Курчавый представитель уголовного розыска бросил на меня безжалостный, заплесневелый взгляд и давай тузить с каким-то неутолённым ожесточением. Сначала я не мог поверить в его серьёзное намерение. Я ведь ему в деды гожусь. А потом, когда он увлёкся, ну, думаю, хана! Если не подпишу – правда, убьёт! Решил на хитрость пойти. Поставил подпись. А на суде при всём народе – отрёкся. Сказал, что вынудили под пытками подписать. Вышел вроде в туалет, а сам как чкурнул по верболозу, куда глаза глядят, только и видели!

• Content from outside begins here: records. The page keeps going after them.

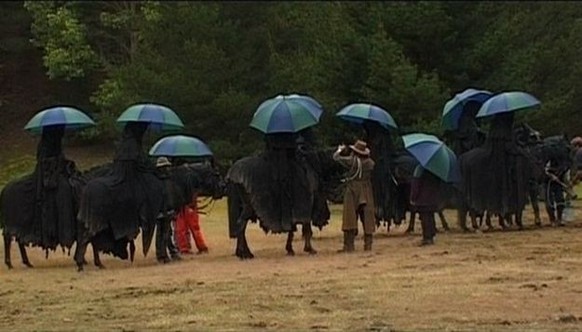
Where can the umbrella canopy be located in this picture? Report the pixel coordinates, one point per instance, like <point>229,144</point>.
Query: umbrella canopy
<point>159,117</point>
<point>71,118</point>
<point>286,114</point>
<point>508,102</point>
<point>358,113</point>
<point>454,108</point>
<point>433,155</point>
<point>180,146</point>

В окно заглянул нежный луч солнца. Осветил осунувшееся лицо гостя, глаза – угрюмые, упирающиеся не то в стену, не то куда-то в запредельную даль. У Валентина Севастьяновича сжалось сердце от ощущения той боли, которую пришлось испытать его другу.

– Ничего, столкнём и эту напасть. Главное – дьявола обхитрить удалось! – Сказал подбадривающе, с лёгким задором. –  Пошли на кухню, поскребём по сусекам… гляди, и червячка заморим. Каша. Сухари. Чай… У нас сейчас  то ли студия, то ли новый союз писателей образовался. Так… – самозваный, но у Главы пользуется авторитетом. Сказать по правде – личности неизвестно откуда взявшиеся, думаю, ставленники либеральной элиты. Отношение у меня к ним осторожное, хотя по сегодняшнему случаю обратиться придётся – гуманитаркою заправляют. Говорят, многим дают, даже и не предлагают в ведомости расписываться. Один из них меня хорошо знает. Первые его стихи я в газете публиковал – вроде как  в литературу путёвкою обеспечил. Неплохой парень, совестливый. На него и возлагаю надежду. Думаю, не откажет нашим сединам… Завтра с утреца и прошвырнёмся.

В распахнутое окно кухни несло едучей гарью резины и от того в квартире казалось душно и жарко. Где-то в травянистой рытвине скулил пёс. Валентин Севастьянович закрыл створки окна. Стал рассуждать дальше:

– Никак не могу постигнуть корень людской жестокости, хоть и прожил немало. Почему, звери и те на много добрей бывают? – Валентин Севастьянович поставил на плиту чайник, подсунул гостю остатки гречневой каши, положил на стол пригоршню сухарей. – Так вот, рассказывал мне один приятель из Кременной:

После Великой Отечественной в ихнем крае столько волков развелось, такого вреда стали наносить хозяйству, что пришлось издать Указ: «… Отыскивать волчьи логова и разорять их за хорошую плату». Один смекалистый, бойкий такой охотник много волчат уничтожил: выжидал, когда волчица уйдёт на промысел и со всей профессиональной деловитостью за дело брался.

И вот однажды, удовлетворённый солидным заработком, домой шёл. Поздний вечер только-только в ночь превратился. Идёт, с травы сапогами дождевую росу сбивает. И вдруг, не доходя до крайних дворов улицы,  выныривают из темноты ему навстречу четыре волка. Метнули на убийцу их потомства опасный блеск глаз. Потом два волка зашли к нему с правой стороны, а два – с левой. Угрожающе потёрлись ощетинившейся шерстью о бёдра и, в жутком молчании, будто бы под конвоем, повели охотника к его усадьбе.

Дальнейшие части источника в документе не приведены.